Australian Federal Police (AFP) have seized more than 80 kilograms of cocaine, a high-powered rifle, and two handguns from two brothers arrested during a surveillance operation in Melbourne.
Authorities allege the men have links to organised crime.
In early March, the AFP identified a so-called “rip crew”—a group of professionals hired by criminal syndicates to retrieve illegally imported drugs from high-security areas.
The crew was allegedly linked to the brothers and had intended to target a container being held at the Port of Melbourne.
Working with the Australian Border Force (ABF), the AFP identified the container and carried out an inspection, allegedly uncovering the cocaine and two GPS trackers hidden within a shipment of industrial machinery.
The drugs were removed and replaced with an inert substance before surveillance began on March 9.
Only a day later, officers observed two men, dressed in black clothes and balaclavas, allegedly breaking into the storage precinct with bolt cutters, retrieving the inert substance, and leaving in a car.

On April 2, the AFP searched several properties in the Melbourne suburbs of Seabrook, Sunshine, Dallas, and West Melbourne and seized multiple mobile phones, blocks of the inert substance, a high-powered rifle, two pistols, ammunition, various quantities of drugs, drug paraphernalia, cash, and jewellery.
- Attempting to possess a commercial quantity of an unlawfully imported controlled drug
- Possessing a trafficable quantity of firearms
- Possessing a controlled drug,
- Dealing in proceeds of crime worth $50,000 or more
The 32-year-old younger brother, from Sunshine, faces one charge of possessing a controlled drug, which could see him jailed for two years.
The cocaine had an estimated street value of about $32 million, with the potential to be broken down into 40,000 individual street deals had it reached the community.
The AFP says inquiries into the “rip crew” remain ongoing, and further arrests could be made.

Authorities Warn of Organised Crime Activity
Detective Superintendent Simone Butcher said the result demonstrated the behaviour of criminal syndicates in the drug trafficking trade.“The use of a rip crew by the syndicate demonstrates how criminals employ other criminals as part of a dark underworld of illicit enterprise,” she said.
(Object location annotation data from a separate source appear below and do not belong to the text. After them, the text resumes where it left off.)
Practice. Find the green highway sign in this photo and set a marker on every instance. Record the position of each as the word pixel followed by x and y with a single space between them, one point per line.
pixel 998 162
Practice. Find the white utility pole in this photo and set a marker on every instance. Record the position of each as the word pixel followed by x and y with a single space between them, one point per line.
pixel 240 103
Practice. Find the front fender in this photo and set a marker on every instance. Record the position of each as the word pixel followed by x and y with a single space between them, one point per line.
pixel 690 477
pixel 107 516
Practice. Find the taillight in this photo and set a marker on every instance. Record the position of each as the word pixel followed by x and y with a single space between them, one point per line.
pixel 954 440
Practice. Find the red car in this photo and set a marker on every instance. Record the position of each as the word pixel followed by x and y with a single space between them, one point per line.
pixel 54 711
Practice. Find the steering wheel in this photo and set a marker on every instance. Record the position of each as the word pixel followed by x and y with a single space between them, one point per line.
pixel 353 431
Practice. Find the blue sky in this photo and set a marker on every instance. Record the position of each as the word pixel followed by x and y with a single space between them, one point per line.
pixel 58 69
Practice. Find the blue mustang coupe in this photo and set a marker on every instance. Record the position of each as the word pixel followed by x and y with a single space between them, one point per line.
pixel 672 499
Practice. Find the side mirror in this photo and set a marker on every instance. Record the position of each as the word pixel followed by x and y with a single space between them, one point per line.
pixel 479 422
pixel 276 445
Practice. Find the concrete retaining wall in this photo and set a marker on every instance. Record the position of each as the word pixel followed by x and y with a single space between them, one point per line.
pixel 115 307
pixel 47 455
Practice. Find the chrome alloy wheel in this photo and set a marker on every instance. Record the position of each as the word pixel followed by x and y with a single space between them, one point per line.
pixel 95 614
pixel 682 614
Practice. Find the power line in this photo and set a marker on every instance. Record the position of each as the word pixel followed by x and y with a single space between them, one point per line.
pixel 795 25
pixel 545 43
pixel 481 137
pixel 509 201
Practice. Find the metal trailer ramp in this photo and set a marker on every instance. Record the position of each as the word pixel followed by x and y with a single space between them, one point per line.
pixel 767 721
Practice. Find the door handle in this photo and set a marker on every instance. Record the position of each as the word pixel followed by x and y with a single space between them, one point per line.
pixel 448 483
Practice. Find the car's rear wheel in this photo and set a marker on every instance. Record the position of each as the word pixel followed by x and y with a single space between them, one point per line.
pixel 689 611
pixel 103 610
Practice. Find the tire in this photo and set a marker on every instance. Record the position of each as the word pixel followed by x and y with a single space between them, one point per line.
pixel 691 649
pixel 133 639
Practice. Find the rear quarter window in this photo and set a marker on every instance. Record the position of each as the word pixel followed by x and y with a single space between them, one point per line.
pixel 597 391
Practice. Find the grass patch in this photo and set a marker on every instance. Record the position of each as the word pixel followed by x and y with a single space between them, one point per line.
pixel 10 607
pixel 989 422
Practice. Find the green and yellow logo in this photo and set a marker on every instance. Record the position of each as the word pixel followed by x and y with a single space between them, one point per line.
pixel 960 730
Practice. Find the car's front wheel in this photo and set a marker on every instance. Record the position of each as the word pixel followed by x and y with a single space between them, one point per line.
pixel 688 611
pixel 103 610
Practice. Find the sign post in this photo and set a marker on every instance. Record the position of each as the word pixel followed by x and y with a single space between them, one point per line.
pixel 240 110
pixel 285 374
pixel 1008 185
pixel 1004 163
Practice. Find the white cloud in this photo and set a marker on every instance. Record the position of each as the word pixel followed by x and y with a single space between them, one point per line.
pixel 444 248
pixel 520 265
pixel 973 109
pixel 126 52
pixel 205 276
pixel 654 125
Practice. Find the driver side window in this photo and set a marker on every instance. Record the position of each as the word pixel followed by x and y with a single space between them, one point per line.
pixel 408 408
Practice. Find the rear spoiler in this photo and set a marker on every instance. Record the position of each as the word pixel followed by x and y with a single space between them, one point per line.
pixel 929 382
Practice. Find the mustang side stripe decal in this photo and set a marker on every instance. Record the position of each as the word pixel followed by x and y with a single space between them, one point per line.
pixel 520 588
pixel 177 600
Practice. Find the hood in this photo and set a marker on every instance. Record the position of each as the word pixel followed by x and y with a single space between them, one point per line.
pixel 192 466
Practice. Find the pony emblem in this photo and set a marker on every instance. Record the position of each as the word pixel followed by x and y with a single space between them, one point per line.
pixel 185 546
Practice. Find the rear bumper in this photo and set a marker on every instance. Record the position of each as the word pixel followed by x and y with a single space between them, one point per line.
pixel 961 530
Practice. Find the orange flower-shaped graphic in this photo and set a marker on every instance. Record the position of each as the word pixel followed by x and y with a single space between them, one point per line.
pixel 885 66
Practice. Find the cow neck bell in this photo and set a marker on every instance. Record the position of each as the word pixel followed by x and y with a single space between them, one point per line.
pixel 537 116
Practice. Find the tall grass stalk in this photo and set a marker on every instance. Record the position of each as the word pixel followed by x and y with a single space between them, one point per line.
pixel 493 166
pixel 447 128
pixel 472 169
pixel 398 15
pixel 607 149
“Trafficking cocaine and other illicit drugs destroys lives, damages communities and fuels violence.
“Criminals are indifferent to the harm they cause and will go to great lengths to fill their pockets.”
Border Force Superintendent Dan Peters said the ABF remained extremely alert to organized crime looking to circumnavigate Australia’s border controls.
“Criminal enterprises are known to utilise extensive networks whose reach extends on a large international scale,” he said.
“The unfortunate fact for these criminals is that beyond their own peripheries exists a far-reaching network of intelligence-sharing law enforcement agencies able to respond to such threats in a swift and decisive manner.”